Definition - What does Tube Hole mean?
A tube hole refers to holes or pitting seen on industrial pipes such as those made from materials like copper and steel. This phenomenon is extremely difficult to prevent, but there are a few corrosion prevention techniques to mitigate this problem.
The perforation of the tube or pipes results from pitting corrosion brought on by leakage of water and other elements.
Corrosionpedia explains Tube Hole
Copper piping is projected to last more than two decades, but damage and failure can take place even within two years' time due to the chemistry of the water and other elements that pass through it.

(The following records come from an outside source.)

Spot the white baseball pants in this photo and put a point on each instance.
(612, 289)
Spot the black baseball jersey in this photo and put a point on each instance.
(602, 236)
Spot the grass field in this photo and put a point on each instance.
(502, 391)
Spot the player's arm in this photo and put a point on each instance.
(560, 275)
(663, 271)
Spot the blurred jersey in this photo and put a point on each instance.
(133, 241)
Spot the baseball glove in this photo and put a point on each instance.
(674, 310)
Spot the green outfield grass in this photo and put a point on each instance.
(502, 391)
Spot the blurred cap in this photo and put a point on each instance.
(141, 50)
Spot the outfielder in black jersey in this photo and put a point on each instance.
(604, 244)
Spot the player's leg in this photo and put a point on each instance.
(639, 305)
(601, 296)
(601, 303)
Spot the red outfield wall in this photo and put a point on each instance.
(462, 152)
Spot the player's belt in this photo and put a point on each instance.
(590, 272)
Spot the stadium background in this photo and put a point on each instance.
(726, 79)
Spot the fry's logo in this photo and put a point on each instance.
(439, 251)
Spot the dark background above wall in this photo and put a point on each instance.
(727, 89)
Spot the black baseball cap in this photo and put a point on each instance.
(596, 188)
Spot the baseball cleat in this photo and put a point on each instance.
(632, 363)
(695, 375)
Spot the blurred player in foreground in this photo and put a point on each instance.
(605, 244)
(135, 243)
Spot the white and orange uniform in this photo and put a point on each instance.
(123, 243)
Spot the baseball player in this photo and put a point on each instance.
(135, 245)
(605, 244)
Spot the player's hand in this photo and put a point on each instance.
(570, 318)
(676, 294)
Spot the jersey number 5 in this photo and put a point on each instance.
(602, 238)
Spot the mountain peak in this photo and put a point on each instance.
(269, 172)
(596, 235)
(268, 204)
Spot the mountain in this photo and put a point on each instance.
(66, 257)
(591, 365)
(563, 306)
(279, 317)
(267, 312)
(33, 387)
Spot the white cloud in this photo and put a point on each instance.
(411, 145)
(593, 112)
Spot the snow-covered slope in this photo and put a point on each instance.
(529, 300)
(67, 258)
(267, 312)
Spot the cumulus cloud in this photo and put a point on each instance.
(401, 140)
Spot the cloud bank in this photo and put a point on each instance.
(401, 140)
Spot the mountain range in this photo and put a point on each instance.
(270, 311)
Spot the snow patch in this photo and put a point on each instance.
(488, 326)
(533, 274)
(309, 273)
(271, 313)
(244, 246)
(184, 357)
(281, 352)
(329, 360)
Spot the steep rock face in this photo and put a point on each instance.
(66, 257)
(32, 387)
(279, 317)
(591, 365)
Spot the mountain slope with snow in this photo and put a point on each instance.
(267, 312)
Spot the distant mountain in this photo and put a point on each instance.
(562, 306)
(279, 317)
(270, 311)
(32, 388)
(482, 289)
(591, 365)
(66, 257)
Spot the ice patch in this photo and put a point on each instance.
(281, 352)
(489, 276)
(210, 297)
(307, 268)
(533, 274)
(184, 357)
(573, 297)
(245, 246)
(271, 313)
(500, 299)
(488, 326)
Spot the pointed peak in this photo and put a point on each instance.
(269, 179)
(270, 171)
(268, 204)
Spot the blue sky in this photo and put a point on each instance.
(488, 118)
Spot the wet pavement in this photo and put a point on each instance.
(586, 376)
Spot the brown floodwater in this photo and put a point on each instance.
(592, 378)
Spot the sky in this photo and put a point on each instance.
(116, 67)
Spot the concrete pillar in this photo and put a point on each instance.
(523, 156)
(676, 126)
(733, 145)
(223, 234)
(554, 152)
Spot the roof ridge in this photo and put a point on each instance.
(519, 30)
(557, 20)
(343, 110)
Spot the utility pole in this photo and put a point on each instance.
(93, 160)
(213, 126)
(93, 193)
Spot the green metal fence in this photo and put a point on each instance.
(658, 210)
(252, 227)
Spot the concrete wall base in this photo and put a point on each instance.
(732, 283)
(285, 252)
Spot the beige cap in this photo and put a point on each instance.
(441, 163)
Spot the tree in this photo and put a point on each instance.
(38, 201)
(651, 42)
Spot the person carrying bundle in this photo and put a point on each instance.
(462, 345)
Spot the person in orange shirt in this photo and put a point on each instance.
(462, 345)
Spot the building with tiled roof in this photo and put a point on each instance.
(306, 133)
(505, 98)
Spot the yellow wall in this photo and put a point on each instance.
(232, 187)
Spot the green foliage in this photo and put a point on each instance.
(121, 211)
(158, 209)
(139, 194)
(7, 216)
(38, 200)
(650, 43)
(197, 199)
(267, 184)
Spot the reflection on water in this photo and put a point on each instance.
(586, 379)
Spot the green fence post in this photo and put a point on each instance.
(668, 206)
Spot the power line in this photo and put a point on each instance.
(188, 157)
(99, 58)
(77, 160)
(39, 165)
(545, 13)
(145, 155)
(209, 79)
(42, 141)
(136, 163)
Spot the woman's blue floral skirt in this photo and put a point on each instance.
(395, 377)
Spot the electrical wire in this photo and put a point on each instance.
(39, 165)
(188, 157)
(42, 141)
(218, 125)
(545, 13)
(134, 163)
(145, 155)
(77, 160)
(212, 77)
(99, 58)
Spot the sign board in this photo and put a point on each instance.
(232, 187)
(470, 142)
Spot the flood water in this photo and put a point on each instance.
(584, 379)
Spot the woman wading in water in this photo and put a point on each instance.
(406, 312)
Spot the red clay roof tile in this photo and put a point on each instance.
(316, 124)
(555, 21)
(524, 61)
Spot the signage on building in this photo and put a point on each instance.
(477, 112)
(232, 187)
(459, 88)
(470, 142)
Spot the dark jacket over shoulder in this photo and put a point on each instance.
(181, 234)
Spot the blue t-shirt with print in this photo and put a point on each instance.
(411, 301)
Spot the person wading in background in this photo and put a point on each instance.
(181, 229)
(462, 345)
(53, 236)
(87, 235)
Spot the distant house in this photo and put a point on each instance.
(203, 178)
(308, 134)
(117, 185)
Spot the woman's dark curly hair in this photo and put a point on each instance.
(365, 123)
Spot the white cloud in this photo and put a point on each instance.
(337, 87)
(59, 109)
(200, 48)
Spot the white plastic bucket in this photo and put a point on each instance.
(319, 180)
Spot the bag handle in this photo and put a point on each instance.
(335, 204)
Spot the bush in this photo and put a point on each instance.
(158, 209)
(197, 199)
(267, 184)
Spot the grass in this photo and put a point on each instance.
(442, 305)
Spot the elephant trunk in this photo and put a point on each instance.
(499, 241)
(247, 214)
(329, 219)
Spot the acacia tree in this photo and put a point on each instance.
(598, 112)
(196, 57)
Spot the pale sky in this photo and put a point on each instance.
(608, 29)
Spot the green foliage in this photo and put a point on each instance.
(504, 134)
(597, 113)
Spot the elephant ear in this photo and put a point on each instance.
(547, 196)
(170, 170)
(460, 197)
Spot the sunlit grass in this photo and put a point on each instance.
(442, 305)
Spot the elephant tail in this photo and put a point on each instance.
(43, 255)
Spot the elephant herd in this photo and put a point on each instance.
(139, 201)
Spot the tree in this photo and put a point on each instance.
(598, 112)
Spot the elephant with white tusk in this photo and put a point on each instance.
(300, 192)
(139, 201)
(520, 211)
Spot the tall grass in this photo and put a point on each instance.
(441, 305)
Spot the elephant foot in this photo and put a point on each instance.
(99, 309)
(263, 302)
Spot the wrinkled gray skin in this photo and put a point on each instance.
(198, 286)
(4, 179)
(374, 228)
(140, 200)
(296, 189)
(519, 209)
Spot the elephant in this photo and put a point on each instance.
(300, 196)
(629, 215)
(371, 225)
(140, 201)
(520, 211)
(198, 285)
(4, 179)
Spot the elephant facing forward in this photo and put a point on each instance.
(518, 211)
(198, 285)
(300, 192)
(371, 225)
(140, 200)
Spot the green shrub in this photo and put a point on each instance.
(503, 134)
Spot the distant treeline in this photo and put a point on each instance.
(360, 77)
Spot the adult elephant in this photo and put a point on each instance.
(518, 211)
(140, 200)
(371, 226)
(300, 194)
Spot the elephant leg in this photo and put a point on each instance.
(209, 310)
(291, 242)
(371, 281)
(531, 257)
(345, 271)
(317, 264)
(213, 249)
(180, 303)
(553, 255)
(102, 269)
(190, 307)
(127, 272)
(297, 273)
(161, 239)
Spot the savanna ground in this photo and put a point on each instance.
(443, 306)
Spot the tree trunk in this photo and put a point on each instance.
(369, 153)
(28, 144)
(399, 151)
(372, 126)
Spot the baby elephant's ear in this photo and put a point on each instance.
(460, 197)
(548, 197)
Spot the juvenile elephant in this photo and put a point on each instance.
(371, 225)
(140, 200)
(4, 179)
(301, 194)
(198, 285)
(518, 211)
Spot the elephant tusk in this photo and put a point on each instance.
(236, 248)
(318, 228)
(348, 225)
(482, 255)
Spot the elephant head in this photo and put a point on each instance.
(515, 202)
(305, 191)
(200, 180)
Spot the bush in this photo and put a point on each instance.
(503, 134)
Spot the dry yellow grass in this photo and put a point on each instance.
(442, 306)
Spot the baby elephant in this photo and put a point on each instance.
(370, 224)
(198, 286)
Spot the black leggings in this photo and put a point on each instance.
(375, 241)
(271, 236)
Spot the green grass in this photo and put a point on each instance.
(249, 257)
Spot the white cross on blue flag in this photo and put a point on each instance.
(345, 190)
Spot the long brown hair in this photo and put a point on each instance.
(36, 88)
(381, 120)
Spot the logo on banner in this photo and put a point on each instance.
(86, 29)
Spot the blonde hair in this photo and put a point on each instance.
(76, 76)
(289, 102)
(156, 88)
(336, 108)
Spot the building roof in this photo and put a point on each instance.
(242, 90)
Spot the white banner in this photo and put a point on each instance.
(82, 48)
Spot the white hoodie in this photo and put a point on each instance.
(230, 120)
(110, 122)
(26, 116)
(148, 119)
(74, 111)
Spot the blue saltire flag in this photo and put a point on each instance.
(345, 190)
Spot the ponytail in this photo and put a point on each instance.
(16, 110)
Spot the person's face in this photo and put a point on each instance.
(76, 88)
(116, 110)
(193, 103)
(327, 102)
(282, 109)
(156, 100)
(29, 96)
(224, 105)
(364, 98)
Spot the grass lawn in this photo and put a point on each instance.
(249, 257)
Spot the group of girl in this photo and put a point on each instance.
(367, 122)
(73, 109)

There are many types of corrosion, but pitting, leading to tube holes, is most likely to happen in copper piping or tubes. This is usually initiated on the inner surface, affecting the rest of the tube. This can also begin on other metal surfaces as well, for reasons including:
- Combination of high pH and low chlorine
- Extreme use of highly corrosive fluxes
- Water softeners, aggressive water
- Compounds containing aluminum
- Presence of chloramines (combined ammonia and chlorine)
- Poor workmanship
Tube holes can be repaired by using external solder or by replacing a section of the tube. Coating the interior surface with epoxy can also help, or in extreme cases replumbing may be necessary.
Although tube holes can be repaired or eliminated, it is better to prevent them through regular examination of piping. Signs of leaks like greenish-blue stains can be indicators of tube holes.
It is also advised to test the water pH and all other elements passing through the tube to prevent the occurrence of tube holes brought on by pitting corrosion.